Майор отставил чашку. На выпуклом лбу его выступил пот. Он старательно стер его, аккуратно сложил носовой платок, упрятал в карман. Спросил озабоченно:
— А что же я буду делать там, в селе?
— Уволитесь в запас. В селе работа найдется.
— Вы серьезно?
— А что?
— В деревню? Но у меня… важная работа здесь. И ты могла…
— Что я могу, об этом сама знаю. — Надя налила себе чаю, стала пить, обжигаясь. За столом все неловко молчали. Андрей затеял какой-то разговор, но он так и не склеился. Майор скоро откланялся и ушел. Андрей выпил чай. Убирая со стола недопитую бутылку коньяка, пожалел:
— Испортила ты нам обедню.
— Сами себе испортили.
— Допьем в другой раз, — успокоил себя Андрей. — Насчет Теплых Двориков ты серьезно?
— Что я там уже работаю — серьезно. — И она рассказала брату обо всем, что случилось с ней за эту неделю.
— Да, история, — задумался Андрей. — И с майором серьезно?
— С майором? А как ты думаешь?
— Ты его разыграла, я понял. Но он, по-моему, человек надежный, хотя… — Он не договорил.
— Нет, майор, нет! Не поедет он в Теплые Дворики! В один миг раскрыл себя.
— Того ждешь, Жогина?
— Жду. Но ты, Андрей, когда-то обещал не касаться моих личных дел.
— Обещал дятел сосну не долбить… Может быть, ты всю жизнь была у меня единственно близким человеком. Как же мне перестать о тебе думать? Был бы отец…
— И у меня никого, кроме тебя, Андрей. Знаю, сделал меня человеком. Мне за отца был.
— Люди из войны победителями вышли, а ты с чем?
— Я стала неплохим хирургом.
— Это верно. Согласен. А что получила? Ну хотя бы в район, а то — на село. Сколько жизней спасла, знаю. А для себя-то какую-нибудь жизнь приберегла? Не верю, что ни один, после Жогина, сердце не задел. А не задел если, да понравился, потом бы полюбился.
— Как тебе это объяснить, Андрей? Любовь, мне кажется, нельзя растасовать: этому столько, другому столько. Этот на сейчас, а тот на потом. Не знаю, права я или нет, только думаю, любовь — это… Или она есть, или ее нет. К Жогину она осталась. Ну ладно, я иду спать. Завтра уезжаю к себе. Понимаешь, что это значит: к себе?

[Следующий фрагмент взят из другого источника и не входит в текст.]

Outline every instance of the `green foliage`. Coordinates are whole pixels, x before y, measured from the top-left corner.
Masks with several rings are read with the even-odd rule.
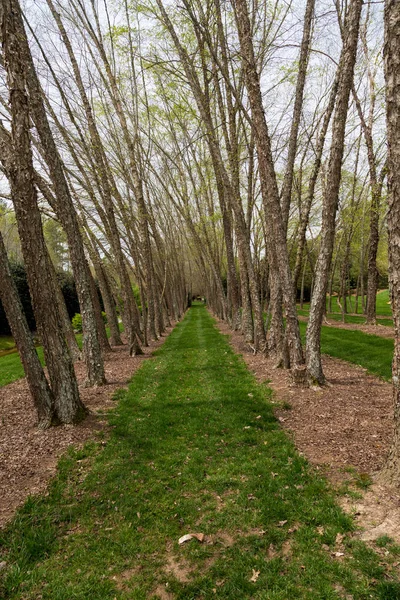
[[[1,597],[144,599],[168,584],[177,600],[398,598],[394,555],[352,541],[351,517],[203,306],[142,364],[109,421],[107,442],[70,450],[49,493],[0,532]],[[210,543],[179,545],[192,531]]]
[[[305,338],[306,323],[300,323]],[[358,330],[322,327],[321,351],[367,369],[389,381],[392,377],[393,340]]]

Она ушла в свою комнату. Здесь едва помещалась узкая железная кровать, стол и два стула. Под марлевым покрывалом на стене небогатый гардероб женщины военного времени, не требовательной к нарядам. На этажерке книги. Она подошла. Среди объемистых медицинских учебников и работ по хирургии затерялись тоненькие книжечки стихов и поэм Некрасова. Еще отец рассказывал, что мать любила стихи этого поэта. Пальцы пробежали по знакомым даже на ощупь корешкам книг и остановились в конце нижнего ряда. Вот она, мамина «академия». Страницы пожелтели, обветшали, но Надя, как и прежде, смотрела на них настороженно, будто ждала раскрытия какой-то неведомой тайны.